Construction Lawyers Should Be Problem Solvers

Shasta Dam under construction, California

(Photo credit: Wikipedia)

No one wants to call a construction attorney. Those of us that practice construction law and advise contractors, subcontractors and suppliers in the construction industry know this. We are associated with problems. We are seen as necessary evils when folks in construction feel the need to call us. I get it and frankly don’t have an issue with being associated with problems. If this seems counter intuitive or like I’m giving in to the negative stereotypes of attorneys, I’m not. Just read on to see why I don’t find this to be true.

Mechanic’s liens, bond claims, in fact any construction claim is a symptom of a problem with your project (usually a problem that has to do with payment). When you as a construction company have a claim it is because someone else that is a party to your construction contract or that is working at your construction project has not performed. These issues present problems that, while they are well “problematic,” have a solution. That solution will likely be far from ideal and may take time and energy to reach, but it is there whether through arbitration, litigation or my favorite form of ADR, mediation. Unfortunately, the Murphy’s Law driven nature of commercial construction means that you cannot be in the construction business for long without running into a problem.

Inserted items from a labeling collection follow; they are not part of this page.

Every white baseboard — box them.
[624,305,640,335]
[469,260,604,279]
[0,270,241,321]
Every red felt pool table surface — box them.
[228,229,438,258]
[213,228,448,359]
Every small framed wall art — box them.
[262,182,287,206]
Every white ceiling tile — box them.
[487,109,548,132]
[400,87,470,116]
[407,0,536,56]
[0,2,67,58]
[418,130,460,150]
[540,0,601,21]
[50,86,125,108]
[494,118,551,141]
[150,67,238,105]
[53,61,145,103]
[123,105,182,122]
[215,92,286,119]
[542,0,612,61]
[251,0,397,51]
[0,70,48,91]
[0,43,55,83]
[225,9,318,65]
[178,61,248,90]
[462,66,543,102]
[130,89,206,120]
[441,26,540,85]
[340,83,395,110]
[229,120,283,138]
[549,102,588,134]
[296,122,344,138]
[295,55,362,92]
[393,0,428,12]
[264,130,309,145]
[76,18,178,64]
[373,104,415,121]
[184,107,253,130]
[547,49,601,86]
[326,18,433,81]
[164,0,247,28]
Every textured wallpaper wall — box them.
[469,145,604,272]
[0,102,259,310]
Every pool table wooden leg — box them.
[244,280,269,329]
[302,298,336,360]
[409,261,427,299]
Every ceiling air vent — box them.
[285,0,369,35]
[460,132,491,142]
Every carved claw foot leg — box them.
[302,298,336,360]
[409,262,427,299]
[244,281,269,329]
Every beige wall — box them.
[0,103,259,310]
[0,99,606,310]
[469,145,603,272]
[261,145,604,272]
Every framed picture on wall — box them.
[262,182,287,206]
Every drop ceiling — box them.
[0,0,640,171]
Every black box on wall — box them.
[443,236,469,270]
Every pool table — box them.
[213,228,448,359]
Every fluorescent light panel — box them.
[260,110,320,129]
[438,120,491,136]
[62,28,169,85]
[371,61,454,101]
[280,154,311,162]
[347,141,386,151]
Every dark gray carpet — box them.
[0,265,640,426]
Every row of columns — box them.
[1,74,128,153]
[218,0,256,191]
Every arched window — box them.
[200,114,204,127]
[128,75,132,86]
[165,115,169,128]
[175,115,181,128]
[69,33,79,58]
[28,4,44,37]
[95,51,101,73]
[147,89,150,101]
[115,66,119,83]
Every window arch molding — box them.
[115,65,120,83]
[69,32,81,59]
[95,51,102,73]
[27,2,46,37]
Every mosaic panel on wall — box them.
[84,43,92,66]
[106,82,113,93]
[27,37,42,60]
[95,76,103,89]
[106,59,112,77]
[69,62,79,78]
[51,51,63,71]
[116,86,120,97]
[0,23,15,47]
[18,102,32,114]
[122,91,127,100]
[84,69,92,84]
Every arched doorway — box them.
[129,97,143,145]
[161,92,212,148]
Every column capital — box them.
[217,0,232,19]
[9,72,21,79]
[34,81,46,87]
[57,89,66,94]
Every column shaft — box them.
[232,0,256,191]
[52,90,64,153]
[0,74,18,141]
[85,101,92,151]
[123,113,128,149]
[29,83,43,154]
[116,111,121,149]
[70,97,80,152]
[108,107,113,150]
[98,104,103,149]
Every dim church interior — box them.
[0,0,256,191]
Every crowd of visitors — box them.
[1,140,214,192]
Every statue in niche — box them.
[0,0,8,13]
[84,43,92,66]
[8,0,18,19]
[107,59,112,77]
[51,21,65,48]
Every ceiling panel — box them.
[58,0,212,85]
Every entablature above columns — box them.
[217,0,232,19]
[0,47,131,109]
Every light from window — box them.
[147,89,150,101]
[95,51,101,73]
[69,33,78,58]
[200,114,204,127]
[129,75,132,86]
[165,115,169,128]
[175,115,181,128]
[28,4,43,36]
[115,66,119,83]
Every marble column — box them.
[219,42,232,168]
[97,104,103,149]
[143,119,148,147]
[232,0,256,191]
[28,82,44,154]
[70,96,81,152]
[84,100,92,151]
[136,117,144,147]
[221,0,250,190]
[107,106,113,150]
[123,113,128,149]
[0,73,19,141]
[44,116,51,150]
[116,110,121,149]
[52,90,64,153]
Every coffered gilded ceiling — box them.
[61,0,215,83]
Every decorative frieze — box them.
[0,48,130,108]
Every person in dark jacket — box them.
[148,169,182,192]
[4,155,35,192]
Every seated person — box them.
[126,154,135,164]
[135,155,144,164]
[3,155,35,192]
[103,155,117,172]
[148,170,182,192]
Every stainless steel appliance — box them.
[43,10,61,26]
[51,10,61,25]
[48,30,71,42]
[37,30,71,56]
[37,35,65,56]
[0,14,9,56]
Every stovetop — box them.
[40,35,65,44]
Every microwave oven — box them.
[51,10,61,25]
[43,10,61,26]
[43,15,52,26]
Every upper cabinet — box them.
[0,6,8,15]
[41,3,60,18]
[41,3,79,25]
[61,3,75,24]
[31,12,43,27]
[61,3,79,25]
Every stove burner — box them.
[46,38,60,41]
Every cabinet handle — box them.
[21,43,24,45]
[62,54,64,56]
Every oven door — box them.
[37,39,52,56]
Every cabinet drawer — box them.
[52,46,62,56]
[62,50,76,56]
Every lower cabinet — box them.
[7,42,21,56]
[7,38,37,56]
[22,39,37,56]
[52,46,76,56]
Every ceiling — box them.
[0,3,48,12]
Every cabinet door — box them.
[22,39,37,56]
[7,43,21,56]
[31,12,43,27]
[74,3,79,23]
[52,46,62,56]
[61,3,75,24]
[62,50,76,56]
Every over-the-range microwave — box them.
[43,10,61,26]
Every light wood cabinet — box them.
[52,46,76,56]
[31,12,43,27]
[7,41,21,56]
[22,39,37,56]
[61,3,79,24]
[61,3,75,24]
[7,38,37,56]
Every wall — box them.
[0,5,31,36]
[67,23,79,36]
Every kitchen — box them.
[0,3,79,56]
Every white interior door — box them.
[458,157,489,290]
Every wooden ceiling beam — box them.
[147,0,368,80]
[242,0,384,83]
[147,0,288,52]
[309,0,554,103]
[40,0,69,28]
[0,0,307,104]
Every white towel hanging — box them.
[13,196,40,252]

As a construction attorney I love problems. Not in the way that you’d think, namely that problems are what keep me in business in the form of fees for the recording of liens or filing of lawsuits. I love problems because I love to help my clients solve them. Hopefully this means that I help them anticipate these problems and come up with business practices and risk management strategies to minimize their number and impact on the bottom line.

It is true that litigation is not a money maker for anyone but us lawyers. The time taken away from your business and the money paid to lawyers and experts is a drain on your profitability. This is in my mind where the thought that we attorneys are a drain rather than a help to construction originates. When clients think lawyer, they think litigation and payment issues. What I hope is that at some point what the thought process will be is that when a construction lawyer is thought of, he or she is thought of as a problem solver and risk manager.

I would much rather get involved early to discuss potential contractual pitfalls, issues with change orders that occur on the fly, and the myriad other issues that I’ve seen on other occasions so that those in the construction industry can stick to building courthouses instead of spending time inside them. I’ve said on many occasions, both here at Construction Law Musings and elsewhere, that I take the “counselor” part of “attorney and counselor at law” seriously. My goal is to be a partner with my construction clients to anticipate issues and use my expertise in this area to help construction companies in Virginia grow their business in a profitable fashion.

So, in the end, I do like problems when they are anticipated and managed properly, but I like solving them more.